Mr Haque allegedly discussed using a car, leaving bombs in a lift, and going for “a quick spin” around Westminster, and separately compared Isis gaining more territory to “us winning the world cup”.

The court heard that about five days before his arrest in May Mr Haque staged a role-playing exercise between some of the children in a tent behind the mosque, naming some as “martyrs” and others as police. While the rest of the class watched, he allegedly showed them how to kill police officers and responders.

Mr Haque came to the attention of authorities when he tried to travel to Turkey from Heathrow in April 2016, with the route closely watched after being used by hundreds of British jihadis who joined Isis in Syria.

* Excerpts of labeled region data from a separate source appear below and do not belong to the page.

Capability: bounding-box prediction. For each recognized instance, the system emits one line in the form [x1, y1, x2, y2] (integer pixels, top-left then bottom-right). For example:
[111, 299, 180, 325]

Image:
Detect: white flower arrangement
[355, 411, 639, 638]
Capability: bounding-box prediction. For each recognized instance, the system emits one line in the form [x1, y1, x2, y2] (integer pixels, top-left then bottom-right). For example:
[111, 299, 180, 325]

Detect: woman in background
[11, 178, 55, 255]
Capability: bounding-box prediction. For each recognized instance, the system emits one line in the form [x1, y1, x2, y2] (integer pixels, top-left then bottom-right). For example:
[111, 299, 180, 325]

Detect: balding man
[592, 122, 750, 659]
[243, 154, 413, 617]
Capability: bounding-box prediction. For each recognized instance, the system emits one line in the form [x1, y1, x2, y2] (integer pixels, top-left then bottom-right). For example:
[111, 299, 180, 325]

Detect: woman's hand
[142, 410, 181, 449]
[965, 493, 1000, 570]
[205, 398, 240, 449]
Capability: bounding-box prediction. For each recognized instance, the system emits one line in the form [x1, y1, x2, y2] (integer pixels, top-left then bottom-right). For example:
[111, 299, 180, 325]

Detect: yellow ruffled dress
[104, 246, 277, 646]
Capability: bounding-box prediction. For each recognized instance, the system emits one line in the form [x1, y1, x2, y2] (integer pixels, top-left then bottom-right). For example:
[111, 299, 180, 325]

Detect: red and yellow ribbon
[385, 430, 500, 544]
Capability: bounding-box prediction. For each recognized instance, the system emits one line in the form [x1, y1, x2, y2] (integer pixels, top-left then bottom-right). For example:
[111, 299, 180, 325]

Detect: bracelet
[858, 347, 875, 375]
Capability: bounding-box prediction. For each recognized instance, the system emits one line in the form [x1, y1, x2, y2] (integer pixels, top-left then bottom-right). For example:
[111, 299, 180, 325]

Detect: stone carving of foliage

Haque, of Manor Park, and Mamun, of Barking, deny preparation of terrorist acts between March 25 and May 18 last year. Haque and Patel, of Forest Gate, both deny one count of conspiracy to possess a firearm.

From L-R: Umar Ahmed Haque, Abuthaher Mamun and Nadeem Patel were present in court. No idea where fourth defendant Muhammad Abid is/was. 

The Lantern of Knowledge school was not there when I lived in Leyton; of course that was then, this is now. The listed GCSE curriculum looks very narrow, but the pictures of the boys enjoying activities looks interesting and fun. They are visiting court and wearing legal wigs, listening to an English lady in 18th century costume, looking serious at the Jewish museum. Is this just window dressing? Did Haque have much success indoctrinating them? I hope we don’t find out the hard way.